The command ~* k shows a stack backtrace of all the functions for every thread. I cut out all the other threads. Then I looked at the assembly code at address 0x0a11fff2 where the MessageBoxA call was made from. I scrolled back up through the assembly instructions, and luckily I knew what I was looking for, because metasploit is open-source, so I can look at the file C:\metasploit\msf3\modules\payloads\singles\windows\messagebox.rb and I found the following assembly inside the ruby code interesting because it is searching through memory for the kernel32.dll file, and then looking for a specific function (MessageBoxA). This looks like a good signature to me.

;get kernel32
    xor ecx,ecx
    mov esi, [fs:ecx + 0x30]
    mov esi, [esi + 0x0C]
    mov esi, [esi + 0x1C]
    mov eax, [esi + 0x08]
    mov edi, [esi + 0x20]
    mov esi, [esi]
    cmp [edi + 12*2], cl
    jne next_module
    pop ecx
    add ecx,edx
    jmp ecx            ;jmp start_main
    pushad              ;save all registers
    mov ebp, [esp  +  0x24] ;put base address of module that is being loaded in ebp
    mov eax, [ebp  +  0x3c] ;skip over MSDOS header
    mov edx, [ebp  +  eax  +  0x78] ;go to export table and put relative address in edx
    add edx, ebp            ;add base address to it.

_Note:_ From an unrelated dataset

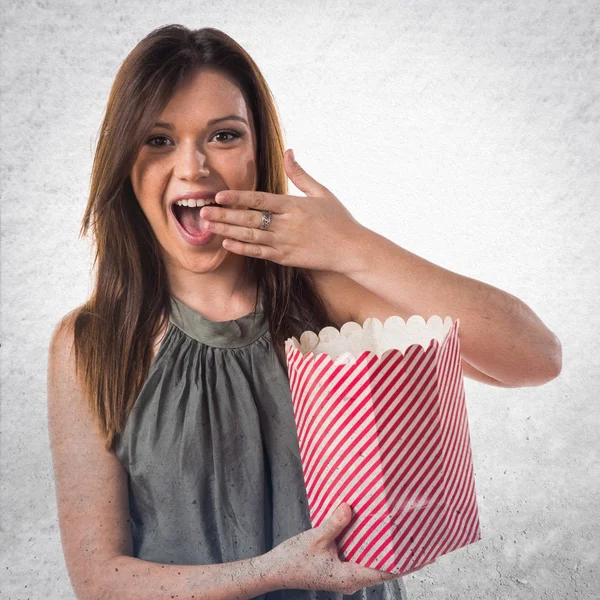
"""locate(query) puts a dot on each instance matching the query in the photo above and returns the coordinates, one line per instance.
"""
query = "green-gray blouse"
(212, 454)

                        ;edx = absolute address of export table
    mov ecx, [edx  +  0x18]     ;set up counter ECX
                        ;(how many exported items are in array ?)
    mov ebx, [edx  +  0x20]     ;put names table relative offset in ebx
    add ebx, ebp            ;add base address to it.
                        ;ebx = absolute address of names table
    jecxz  find_function_finished ;if ecx=0, then last symbol has been checked.
                        ;(should never happen)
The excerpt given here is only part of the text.